Si en este compartimiento el tema de las conversaciones no variaba mucho, tampoco
era distinto en los otros coches que componían el tren; Pero en todas partes un buen
observador hubiera advertido la extrema prudencia en el planteamiento de las impresiones
que intercambiaban. Cuando alguna vez se adentraban en el terreno de los
hechos, jamás llegaban a insinuar las intenciones del gobierno moscovita, ni siquiera a
apreciarlas.
Esto fue justamente advertido por uno de los pasajeros que iban en el vagón de
cabeza. Este viajero, evidentemente extranjero, lo miraba todo con ojos bien abiertos y
no paraba de hacer preguntas a las cuales sólo se le respondía con evasivas. A cada
instante sacaba la cabeza fuera de la ventanilla, de la que tenía el cristal bajado, con
vivo desagrado de sus vecinos, y no perdía detalle del paisaje de la derecha; preguntaba
el nombre de las más insignificantes localidades, su situación, cuál era su comercio, su
industria, el número de sus habitantes, el nivel medio de vida de cada sexo, etc.; y todo
lo iba anotando en un bloc ya sobrecargado de citas.

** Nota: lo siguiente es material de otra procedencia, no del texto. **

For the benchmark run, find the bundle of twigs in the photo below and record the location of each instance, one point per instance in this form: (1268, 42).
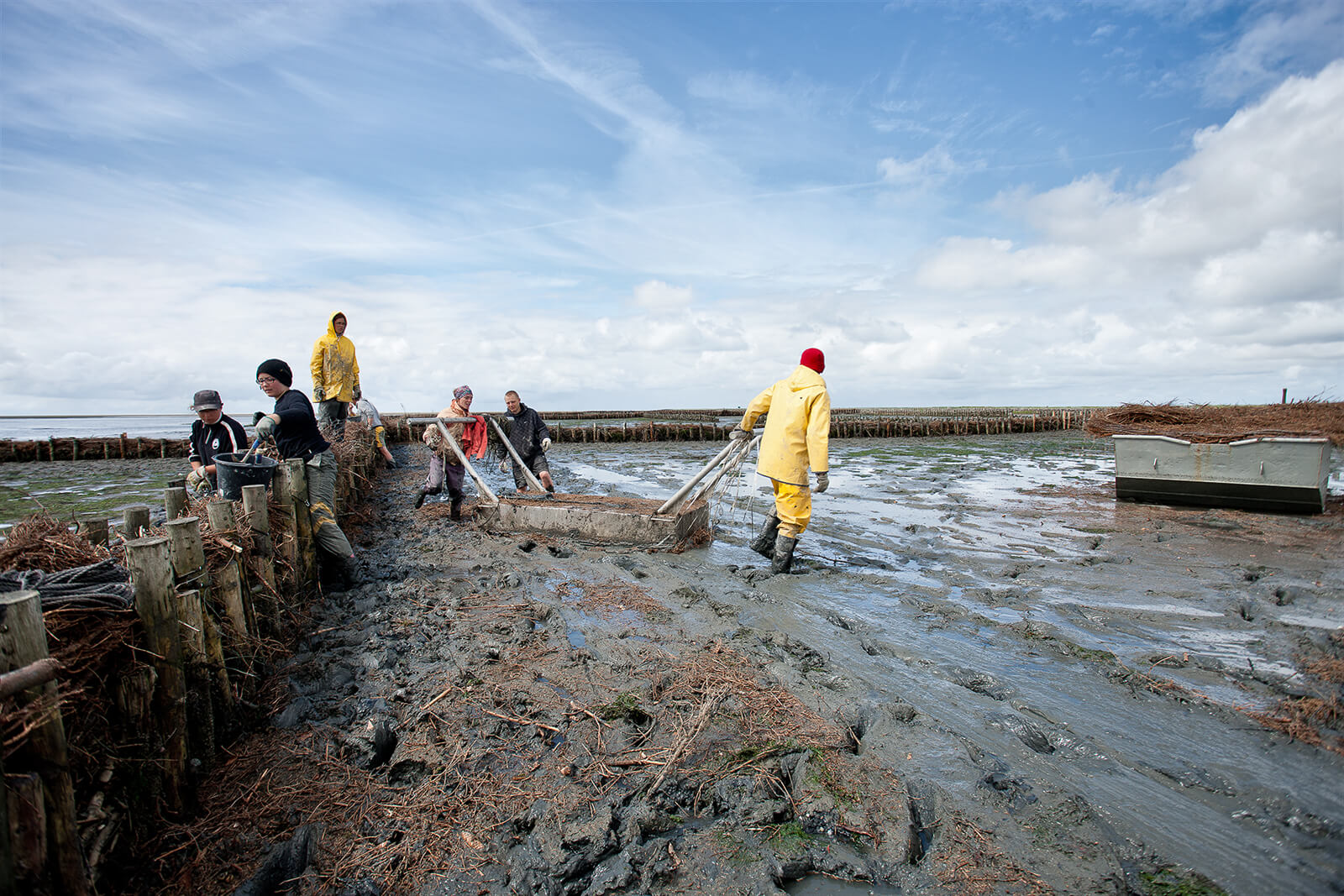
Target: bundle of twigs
(40, 542)
(1222, 422)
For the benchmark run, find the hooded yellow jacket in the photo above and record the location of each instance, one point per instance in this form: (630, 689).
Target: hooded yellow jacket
(797, 430)
(335, 369)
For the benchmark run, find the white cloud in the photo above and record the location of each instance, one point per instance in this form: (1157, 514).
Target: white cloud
(658, 296)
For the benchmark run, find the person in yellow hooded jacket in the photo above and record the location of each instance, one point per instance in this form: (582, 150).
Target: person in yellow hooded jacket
(797, 438)
(335, 375)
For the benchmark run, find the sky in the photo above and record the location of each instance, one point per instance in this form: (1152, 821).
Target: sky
(660, 204)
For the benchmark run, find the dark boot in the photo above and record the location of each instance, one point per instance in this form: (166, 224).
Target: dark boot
(783, 559)
(764, 543)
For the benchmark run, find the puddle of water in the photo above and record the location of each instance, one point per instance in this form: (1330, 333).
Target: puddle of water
(819, 886)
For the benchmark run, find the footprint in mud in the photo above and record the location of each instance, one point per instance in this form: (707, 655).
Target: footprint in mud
(1027, 732)
(981, 683)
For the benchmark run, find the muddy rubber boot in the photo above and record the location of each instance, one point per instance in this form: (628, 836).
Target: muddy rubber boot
(783, 559)
(764, 543)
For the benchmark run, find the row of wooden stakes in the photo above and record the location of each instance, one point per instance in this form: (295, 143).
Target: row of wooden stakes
(206, 626)
(911, 425)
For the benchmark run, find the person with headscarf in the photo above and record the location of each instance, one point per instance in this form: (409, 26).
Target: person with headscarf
(335, 375)
(293, 426)
(444, 464)
(797, 436)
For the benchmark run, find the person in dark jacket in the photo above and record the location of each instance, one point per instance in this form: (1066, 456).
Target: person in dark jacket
(214, 432)
(530, 438)
(293, 426)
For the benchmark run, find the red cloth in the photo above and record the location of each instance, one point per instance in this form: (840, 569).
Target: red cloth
(475, 437)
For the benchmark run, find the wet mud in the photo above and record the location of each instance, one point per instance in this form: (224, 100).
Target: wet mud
(984, 676)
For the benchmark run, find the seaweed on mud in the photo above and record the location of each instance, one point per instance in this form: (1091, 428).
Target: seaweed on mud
(1173, 882)
(1307, 718)
(967, 860)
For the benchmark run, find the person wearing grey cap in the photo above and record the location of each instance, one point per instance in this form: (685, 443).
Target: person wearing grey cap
(214, 432)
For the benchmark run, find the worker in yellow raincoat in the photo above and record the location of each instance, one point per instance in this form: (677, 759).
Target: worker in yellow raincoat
(335, 375)
(797, 436)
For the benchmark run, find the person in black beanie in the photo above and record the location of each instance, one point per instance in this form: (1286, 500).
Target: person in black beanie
(293, 426)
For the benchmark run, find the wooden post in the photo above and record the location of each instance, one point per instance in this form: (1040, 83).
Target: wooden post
(175, 501)
(151, 574)
(136, 521)
(24, 640)
(257, 517)
(219, 512)
(187, 553)
(94, 530)
(201, 715)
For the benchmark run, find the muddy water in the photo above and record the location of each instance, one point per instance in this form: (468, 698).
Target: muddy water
(996, 586)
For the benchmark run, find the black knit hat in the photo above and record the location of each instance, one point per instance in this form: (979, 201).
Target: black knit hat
(277, 369)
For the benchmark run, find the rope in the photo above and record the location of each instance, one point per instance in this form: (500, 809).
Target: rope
(100, 586)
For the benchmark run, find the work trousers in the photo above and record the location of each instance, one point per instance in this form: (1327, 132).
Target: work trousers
(793, 506)
(441, 470)
(322, 506)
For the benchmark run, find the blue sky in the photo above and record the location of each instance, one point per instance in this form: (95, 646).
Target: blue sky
(662, 204)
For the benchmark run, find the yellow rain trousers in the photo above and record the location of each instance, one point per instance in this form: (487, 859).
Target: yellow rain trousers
(333, 365)
(793, 506)
(797, 437)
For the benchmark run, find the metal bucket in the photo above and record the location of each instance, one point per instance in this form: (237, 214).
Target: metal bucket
(233, 476)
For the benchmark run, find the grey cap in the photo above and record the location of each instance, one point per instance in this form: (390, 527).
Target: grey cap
(206, 401)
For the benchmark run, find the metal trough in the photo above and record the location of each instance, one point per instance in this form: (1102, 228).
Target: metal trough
(1278, 473)
(597, 519)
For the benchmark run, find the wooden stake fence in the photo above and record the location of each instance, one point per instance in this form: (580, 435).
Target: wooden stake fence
(201, 622)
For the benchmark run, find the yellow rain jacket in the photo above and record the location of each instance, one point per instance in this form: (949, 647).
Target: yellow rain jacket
(335, 369)
(797, 430)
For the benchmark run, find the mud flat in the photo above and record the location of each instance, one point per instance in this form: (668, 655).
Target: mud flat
(990, 678)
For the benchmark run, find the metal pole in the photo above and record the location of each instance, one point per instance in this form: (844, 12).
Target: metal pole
(461, 457)
(517, 458)
(676, 499)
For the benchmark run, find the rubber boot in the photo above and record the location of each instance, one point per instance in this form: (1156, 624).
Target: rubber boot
(764, 543)
(783, 559)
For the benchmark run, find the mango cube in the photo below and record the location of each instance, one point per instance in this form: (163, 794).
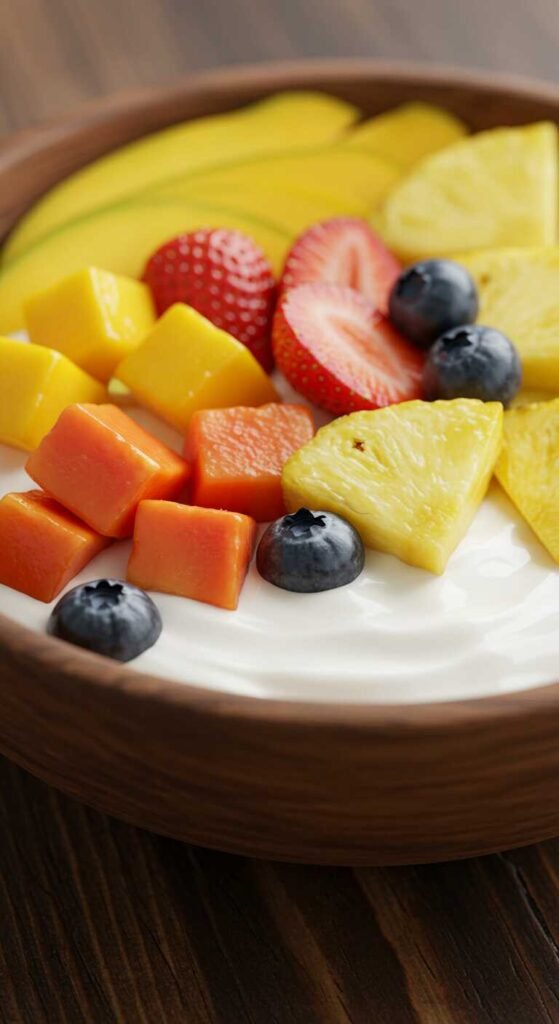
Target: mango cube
(42, 546)
(99, 465)
(92, 316)
(36, 385)
(186, 364)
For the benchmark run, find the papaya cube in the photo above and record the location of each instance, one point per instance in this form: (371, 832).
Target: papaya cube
(186, 363)
(92, 316)
(42, 546)
(238, 455)
(99, 465)
(36, 385)
(203, 554)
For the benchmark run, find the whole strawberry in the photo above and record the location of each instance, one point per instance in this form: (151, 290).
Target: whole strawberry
(225, 276)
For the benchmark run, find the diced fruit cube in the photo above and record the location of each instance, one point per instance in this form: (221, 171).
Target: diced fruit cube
(36, 385)
(519, 295)
(527, 468)
(199, 553)
(409, 477)
(93, 316)
(495, 188)
(99, 464)
(238, 455)
(186, 364)
(42, 546)
(407, 133)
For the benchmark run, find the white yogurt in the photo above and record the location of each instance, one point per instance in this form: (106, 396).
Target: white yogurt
(395, 635)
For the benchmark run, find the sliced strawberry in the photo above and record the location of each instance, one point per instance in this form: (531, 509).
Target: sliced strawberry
(338, 351)
(343, 251)
(223, 274)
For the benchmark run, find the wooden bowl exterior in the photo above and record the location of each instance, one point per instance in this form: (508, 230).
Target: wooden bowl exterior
(371, 784)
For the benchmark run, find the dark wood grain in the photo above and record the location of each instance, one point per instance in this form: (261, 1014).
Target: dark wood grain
(101, 923)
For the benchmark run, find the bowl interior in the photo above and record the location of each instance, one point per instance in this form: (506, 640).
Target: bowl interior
(399, 636)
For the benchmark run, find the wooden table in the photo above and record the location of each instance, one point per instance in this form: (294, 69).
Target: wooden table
(100, 923)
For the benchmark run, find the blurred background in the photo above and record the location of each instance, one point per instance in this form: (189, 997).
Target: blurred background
(56, 53)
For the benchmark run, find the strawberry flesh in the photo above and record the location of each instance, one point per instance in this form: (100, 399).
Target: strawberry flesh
(343, 251)
(340, 352)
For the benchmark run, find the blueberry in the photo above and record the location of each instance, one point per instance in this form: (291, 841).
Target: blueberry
(472, 363)
(109, 616)
(431, 297)
(310, 551)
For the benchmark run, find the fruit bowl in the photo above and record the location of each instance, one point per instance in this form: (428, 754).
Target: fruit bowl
(303, 765)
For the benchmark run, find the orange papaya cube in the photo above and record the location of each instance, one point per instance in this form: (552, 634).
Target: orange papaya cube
(237, 456)
(203, 554)
(99, 465)
(42, 546)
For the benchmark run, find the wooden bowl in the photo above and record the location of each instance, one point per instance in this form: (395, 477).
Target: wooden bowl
(311, 782)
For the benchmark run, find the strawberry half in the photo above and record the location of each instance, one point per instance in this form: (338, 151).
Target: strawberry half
(338, 351)
(223, 274)
(343, 251)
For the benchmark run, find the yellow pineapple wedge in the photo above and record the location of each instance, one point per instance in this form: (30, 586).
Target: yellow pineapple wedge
(527, 468)
(406, 134)
(495, 188)
(410, 477)
(519, 295)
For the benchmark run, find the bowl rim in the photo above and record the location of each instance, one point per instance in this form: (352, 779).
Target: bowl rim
(25, 646)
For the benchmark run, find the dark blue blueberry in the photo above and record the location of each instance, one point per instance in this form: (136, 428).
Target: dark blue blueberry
(310, 551)
(109, 616)
(472, 363)
(431, 297)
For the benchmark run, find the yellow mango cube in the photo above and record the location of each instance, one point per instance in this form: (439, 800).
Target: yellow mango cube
(93, 316)
(36, 385)
(186, 364)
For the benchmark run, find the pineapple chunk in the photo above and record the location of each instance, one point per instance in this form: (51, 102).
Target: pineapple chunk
(519, 295)
(527, 468)
(407, 133)
(495, 188)
(410, 477)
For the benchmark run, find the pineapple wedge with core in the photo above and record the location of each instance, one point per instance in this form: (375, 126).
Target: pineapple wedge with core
(519, 295)
(495, 188)
(527, 468)
(407, 133)
(410, 477)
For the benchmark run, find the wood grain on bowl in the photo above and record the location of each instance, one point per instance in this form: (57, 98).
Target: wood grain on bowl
(296, 781)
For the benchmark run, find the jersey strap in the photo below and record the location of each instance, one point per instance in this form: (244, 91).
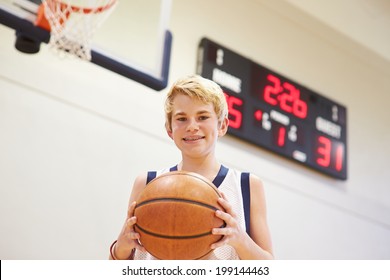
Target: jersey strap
(246, 198)
(151, 176)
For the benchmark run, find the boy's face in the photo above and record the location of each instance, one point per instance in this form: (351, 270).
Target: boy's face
(195, 126)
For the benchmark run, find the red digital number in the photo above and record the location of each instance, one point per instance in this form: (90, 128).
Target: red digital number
(286, 95)
(281, 136)
(271, 91)
(235, 115)
(324, 151)
(330, 153)
(339, 157)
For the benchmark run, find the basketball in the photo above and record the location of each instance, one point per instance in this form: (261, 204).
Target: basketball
(175, 214)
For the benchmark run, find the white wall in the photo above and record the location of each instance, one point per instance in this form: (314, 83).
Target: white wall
(73, 136)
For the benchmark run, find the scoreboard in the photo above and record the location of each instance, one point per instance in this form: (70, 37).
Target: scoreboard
(276, 113)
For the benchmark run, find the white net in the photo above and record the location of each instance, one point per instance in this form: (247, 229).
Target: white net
(74, 22)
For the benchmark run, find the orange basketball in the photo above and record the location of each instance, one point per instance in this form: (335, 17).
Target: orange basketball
(175, 214)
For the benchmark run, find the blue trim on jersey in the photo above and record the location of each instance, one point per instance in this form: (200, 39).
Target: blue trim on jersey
(220, 176)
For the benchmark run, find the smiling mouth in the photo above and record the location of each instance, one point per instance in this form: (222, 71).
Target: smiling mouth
(193, 138)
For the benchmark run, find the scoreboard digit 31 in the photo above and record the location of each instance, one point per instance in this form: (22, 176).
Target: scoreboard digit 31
(271, 111)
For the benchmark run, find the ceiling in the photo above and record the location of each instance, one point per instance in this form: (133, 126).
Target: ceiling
(365, 21)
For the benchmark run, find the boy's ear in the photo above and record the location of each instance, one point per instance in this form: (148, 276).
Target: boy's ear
(169, 131)
(223, 127)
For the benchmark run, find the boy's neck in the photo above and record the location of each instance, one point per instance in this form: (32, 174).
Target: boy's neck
(206, 168)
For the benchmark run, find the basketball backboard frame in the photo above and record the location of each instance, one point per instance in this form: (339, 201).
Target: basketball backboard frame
(20, 15)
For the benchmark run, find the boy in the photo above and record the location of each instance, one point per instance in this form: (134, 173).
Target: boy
(196, 116)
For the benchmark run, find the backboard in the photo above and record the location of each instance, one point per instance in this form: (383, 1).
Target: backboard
(134, 41)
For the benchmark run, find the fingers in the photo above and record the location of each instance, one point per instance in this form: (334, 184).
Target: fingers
(219, 243)
(130, 210)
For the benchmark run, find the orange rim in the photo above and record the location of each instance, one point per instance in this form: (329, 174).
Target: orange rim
(81, 10)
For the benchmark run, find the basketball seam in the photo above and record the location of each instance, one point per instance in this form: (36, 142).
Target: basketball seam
(173, 236)
(167, 199)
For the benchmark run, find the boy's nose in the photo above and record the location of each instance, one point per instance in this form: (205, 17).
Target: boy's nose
(192, 125)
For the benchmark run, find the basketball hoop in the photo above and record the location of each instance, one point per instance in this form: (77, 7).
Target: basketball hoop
(73, 23)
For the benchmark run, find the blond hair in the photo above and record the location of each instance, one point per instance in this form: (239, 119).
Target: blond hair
(198, 87)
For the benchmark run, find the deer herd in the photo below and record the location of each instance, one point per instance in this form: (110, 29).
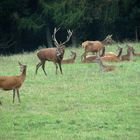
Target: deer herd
(56, 55)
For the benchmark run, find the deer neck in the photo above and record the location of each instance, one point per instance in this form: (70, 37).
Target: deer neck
(130, 54)
(120, 52)
(23, 75)
(74, 56)
(103, 52)
(59, 53)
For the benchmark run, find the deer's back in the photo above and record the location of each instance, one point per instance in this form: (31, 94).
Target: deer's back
(47, 54)
(92, 45)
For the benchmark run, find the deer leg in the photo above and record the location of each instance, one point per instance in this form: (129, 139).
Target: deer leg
(13, 95)
(37, 66)
(83, 55)
(43, 67)
(56, 68)
(60, 67)
(18, 95)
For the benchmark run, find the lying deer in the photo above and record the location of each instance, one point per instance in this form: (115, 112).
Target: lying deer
(91, 58)
(13, 82)
(70, 60)
(112, 56)
(95, 46)
(53, 54)
(129, 54)
(104, 68)
(135, 54)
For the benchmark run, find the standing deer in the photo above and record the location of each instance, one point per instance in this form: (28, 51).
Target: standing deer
(13, 82)
(129, 54)
(95, 46)
(70, 60)
(135, 54)
(53, 54)
(91, 58)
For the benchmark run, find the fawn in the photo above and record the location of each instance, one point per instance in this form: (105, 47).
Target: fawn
(14, 82)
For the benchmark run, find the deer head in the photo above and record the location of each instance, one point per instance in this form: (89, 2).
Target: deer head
(108, 40)
(56, 42)
(22, 67)
(60, 46)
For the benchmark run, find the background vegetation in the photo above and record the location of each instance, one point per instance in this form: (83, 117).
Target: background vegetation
(26, 24)
(81, 104)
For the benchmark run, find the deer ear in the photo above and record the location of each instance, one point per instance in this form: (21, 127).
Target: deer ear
(19, 63)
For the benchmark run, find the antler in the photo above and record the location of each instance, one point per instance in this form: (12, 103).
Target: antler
(6, 43)
(53, 36)
(68, 37)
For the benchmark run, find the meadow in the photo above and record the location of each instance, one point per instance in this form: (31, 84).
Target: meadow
(82, 104)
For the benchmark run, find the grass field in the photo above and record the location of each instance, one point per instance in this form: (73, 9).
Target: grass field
(81, 104)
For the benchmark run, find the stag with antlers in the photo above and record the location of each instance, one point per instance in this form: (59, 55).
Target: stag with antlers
(53, 54)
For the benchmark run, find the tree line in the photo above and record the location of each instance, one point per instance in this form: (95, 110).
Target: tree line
(26, 24)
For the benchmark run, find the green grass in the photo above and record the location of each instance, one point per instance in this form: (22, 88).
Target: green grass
(81, 104)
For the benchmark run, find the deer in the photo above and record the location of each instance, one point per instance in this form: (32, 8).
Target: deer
(134, 54)
(112, 57)
(129, 55)
(54, 55)
(70, 60)
(103, 67)
(96, 46)
(14, 82)
(91, 58)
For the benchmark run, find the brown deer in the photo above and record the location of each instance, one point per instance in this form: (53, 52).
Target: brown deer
(53, 54)
(112, 56)
(70, 60)
(104, 68)
(134, 54)
(95, 46)
(13, 82)
(129, 55)
(91, 58)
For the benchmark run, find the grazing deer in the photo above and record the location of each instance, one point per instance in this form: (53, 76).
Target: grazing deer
(95, 46)
(112, 56)
(104, 68)
(129, 54)
(91, 58)
(135, 54)
(53, 54)
(70, 60)
(13, 82)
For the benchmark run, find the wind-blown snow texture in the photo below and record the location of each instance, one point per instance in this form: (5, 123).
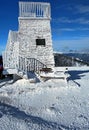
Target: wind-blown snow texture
(50, 105)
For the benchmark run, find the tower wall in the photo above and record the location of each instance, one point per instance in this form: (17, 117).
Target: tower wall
(29, 31)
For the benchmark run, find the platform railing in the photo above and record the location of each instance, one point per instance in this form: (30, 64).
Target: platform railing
(34, 9)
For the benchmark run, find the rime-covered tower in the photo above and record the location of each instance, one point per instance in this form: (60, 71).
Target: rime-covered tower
(35, 32)
(30, 48)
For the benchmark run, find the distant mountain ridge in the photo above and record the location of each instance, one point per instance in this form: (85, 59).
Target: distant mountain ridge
(82, 56)
(71, 59)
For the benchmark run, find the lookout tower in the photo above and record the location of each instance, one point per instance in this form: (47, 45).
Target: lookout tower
(30, 48)
(35, 32)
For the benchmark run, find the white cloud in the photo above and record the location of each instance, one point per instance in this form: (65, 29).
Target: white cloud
(82, 8)
(80, 20)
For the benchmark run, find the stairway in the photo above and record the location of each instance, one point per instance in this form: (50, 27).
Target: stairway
(29, 68)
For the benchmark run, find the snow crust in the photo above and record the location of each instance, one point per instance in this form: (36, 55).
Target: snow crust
(51, 105)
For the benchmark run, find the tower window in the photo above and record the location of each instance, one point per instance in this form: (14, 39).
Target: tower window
(40, 42)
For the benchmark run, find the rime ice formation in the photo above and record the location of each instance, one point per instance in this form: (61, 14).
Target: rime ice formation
(30, 48)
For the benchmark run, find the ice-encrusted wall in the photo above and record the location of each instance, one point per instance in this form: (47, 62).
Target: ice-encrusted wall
(34, 23)
(29, 31)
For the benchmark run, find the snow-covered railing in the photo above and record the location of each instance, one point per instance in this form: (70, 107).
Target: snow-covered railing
(34, 9)
(30, 64)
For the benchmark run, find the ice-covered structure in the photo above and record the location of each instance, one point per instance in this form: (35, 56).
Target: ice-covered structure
(30, 48)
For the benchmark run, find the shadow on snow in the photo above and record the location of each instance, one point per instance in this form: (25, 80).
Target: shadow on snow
(75, 74)
(15, 112)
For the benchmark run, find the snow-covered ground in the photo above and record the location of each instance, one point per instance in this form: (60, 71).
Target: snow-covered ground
(51, 105)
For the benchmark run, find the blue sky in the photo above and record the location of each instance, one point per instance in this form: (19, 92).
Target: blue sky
(70, 23)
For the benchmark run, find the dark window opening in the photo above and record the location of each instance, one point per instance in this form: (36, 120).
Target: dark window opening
(40, 42)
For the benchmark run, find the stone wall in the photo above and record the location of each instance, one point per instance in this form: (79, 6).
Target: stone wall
(29, 31)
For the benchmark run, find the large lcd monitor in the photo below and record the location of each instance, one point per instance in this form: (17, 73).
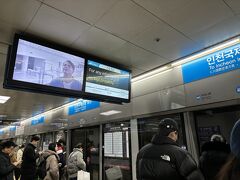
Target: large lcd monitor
(40, 66)
(37, 65)
(107, 81)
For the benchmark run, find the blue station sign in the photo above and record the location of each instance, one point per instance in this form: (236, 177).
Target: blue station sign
(83, 105)
(213, 64)
(13, 128)
(38, 121)
(1, 132)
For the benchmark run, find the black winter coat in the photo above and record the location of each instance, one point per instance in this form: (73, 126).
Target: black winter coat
(28, 168)
(164, 159)
(213, 157)
(6, 168)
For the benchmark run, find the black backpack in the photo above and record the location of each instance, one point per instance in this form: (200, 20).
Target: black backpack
(41, 169)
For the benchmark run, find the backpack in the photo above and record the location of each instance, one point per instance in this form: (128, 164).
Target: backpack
(41, 169)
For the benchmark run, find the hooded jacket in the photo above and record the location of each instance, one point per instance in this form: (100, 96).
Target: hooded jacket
(51, 165)
(213, 157)
(164, 159)
(6, 168)
(75, 163)
(28, 167)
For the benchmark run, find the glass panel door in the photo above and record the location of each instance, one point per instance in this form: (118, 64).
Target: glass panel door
(117, 161)
(89, 137)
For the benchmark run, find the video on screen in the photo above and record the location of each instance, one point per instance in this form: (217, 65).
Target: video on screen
(106, 80)
(46, 66)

Era el corresponsal Alcide Jolivet, que si hacía tantas preguntas insignificantes era
porque entre tantas respuestas como provocaba, esperaba sorprender algún hecho
interesante para su prima. Pero, naturalmente, se le tomó por un espía y delante de él
no se decía ni una sola palabra que tuviera relación con los acontecimientos del día.
Viendo, pues, que no podría averiguar nada sobre la invasión tártara, escribió en su
bloc: «Viajeros, de una discreción absoluta. En materia política, muy duros de gatillo.»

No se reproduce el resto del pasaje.